Age enhances Leydig cell T secretory sensitivity assessed before [onset (left)] and after [recovery (middle)] analytically estimated hysteretic downregulation of LH-stimulated T secretion in 26 [13 older (O) and 13 young (Y)] healthy men. Age augments the difference between onset and recovery sensitivities of LH-T drive (right), denoting greater desensitization. Box-and-whisker plots (see Fig. 2) show results on a natural logarithmic scale.

Fig. 6.

Potentiation by age of submaximal LH drive of T secretion in healthy men. Data are LH EC₅₀ values estimated in the sensitivity-hysteresis (downregulation) model (Fig. 1). Lower values denote greater LH potency. Box-and-whisker plots show results on a natural logarithmic scale.

Fig. 7.

Attenuation by age of estimated LH efficacy (asymptotically maximal LH-stimulated T secretion rates) in the sensitivity-downregulation model. See Fig. 4 for data format.

Fig. 8.

Three-step deconvolution procedure-based equation system (appendixes a and b).

Fig. 9.

Three-step deconvolution analysis applied to 24-h LH concentration-time series. Solid lines, measured LH concentrations; dashed lines, deconvolution-predicted fit; x-axis ticks, estimates of pulse times; ◊, daytime-waveform interval. Top: stage I (difference equation model). Middle: stage II (intermediate equation model).
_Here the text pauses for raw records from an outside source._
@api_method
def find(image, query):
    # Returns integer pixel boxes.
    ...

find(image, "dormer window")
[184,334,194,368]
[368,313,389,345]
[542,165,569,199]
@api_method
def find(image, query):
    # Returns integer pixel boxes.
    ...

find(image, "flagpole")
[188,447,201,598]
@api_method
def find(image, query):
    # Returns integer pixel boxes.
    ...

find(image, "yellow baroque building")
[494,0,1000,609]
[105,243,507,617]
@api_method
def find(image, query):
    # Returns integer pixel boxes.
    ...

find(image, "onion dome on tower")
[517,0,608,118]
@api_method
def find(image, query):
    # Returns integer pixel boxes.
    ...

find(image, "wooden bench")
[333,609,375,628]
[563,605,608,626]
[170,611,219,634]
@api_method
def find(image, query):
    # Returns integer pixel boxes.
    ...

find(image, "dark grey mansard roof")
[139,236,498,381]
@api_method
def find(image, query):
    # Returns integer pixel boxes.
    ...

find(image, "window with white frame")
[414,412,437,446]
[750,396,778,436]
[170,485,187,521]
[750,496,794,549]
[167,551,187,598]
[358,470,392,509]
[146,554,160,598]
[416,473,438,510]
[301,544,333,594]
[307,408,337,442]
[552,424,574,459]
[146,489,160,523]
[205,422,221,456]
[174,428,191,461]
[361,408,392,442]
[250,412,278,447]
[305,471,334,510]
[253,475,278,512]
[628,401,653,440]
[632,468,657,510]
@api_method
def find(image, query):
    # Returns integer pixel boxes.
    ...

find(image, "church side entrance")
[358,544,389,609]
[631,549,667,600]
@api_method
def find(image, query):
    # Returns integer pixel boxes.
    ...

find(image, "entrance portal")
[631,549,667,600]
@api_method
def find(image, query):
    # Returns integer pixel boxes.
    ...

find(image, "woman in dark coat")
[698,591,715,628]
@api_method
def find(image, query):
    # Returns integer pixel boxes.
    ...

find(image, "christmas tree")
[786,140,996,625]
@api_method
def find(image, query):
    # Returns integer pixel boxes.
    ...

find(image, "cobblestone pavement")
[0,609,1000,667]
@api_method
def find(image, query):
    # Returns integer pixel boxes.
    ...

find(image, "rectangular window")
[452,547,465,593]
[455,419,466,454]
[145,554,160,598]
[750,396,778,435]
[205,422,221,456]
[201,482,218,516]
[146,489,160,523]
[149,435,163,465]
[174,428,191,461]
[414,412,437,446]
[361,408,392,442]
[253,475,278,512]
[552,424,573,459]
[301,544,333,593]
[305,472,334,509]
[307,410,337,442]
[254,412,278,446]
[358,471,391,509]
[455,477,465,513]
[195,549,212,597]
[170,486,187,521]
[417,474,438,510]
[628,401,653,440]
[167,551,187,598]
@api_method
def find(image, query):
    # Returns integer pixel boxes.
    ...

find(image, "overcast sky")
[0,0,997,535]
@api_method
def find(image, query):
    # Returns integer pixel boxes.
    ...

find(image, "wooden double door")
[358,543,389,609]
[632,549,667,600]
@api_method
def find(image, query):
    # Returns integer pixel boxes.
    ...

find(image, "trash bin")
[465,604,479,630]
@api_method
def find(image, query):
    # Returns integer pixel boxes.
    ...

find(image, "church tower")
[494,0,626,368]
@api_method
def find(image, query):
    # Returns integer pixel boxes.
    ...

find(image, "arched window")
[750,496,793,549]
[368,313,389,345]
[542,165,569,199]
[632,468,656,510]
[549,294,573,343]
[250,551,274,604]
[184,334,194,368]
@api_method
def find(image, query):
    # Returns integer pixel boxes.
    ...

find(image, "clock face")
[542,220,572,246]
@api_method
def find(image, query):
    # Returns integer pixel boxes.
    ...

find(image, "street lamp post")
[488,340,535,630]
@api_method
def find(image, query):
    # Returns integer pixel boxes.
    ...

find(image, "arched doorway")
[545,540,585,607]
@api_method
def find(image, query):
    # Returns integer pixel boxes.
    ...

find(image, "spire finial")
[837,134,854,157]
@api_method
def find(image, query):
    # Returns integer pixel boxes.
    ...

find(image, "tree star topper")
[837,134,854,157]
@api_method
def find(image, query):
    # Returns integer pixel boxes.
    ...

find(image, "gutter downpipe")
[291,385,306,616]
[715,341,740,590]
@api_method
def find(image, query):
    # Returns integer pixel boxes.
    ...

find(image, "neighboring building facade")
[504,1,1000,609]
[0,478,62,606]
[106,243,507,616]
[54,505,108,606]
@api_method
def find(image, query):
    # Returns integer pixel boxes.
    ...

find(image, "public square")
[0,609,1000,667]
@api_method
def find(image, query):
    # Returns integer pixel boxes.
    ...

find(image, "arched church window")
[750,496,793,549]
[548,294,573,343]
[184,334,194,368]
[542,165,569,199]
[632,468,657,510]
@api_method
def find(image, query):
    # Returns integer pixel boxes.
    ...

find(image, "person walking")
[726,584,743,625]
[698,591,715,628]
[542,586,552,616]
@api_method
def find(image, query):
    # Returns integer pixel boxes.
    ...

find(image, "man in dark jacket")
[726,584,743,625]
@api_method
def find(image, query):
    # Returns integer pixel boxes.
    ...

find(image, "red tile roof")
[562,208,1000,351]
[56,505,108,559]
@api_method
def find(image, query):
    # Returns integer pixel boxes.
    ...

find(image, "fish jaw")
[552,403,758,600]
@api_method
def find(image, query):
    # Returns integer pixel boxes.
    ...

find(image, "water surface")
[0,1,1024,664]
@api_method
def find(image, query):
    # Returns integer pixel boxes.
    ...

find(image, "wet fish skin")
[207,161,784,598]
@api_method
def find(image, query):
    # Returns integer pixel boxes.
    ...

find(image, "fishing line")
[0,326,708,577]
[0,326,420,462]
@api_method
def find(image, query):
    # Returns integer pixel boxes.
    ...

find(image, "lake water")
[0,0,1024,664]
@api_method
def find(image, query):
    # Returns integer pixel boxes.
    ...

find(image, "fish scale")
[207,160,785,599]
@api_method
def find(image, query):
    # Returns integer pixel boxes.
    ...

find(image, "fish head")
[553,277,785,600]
Bottom: stage III (integral equation model).

Fig. 10.

Deconvolution plot similar to that of Fig. 9, but for T concentration data. Solid line, fitted LH concentrations; dashed line, time-delayed LH feedforward signal.

Fig. 11.

Detailed deconvolution of LH (left) and T (right) concentration profiles shown in Figs. 9 and 10. Top: measured concentrations, fits, and pulse times. Middle: estimated secretion rates, pulse times, and daytime interval. Dashed lines (top) are reconvolution curves (fits of data). Solid lines are measured hormone concentrations (top) and calculated secretion rates (middle). ◊ on x-axes denote day-night waveform demarcations [concentrations (top) and secretion rates (middle)]. Bottom: day- and nighttime secretory-burst waveforms (gamma probability densities).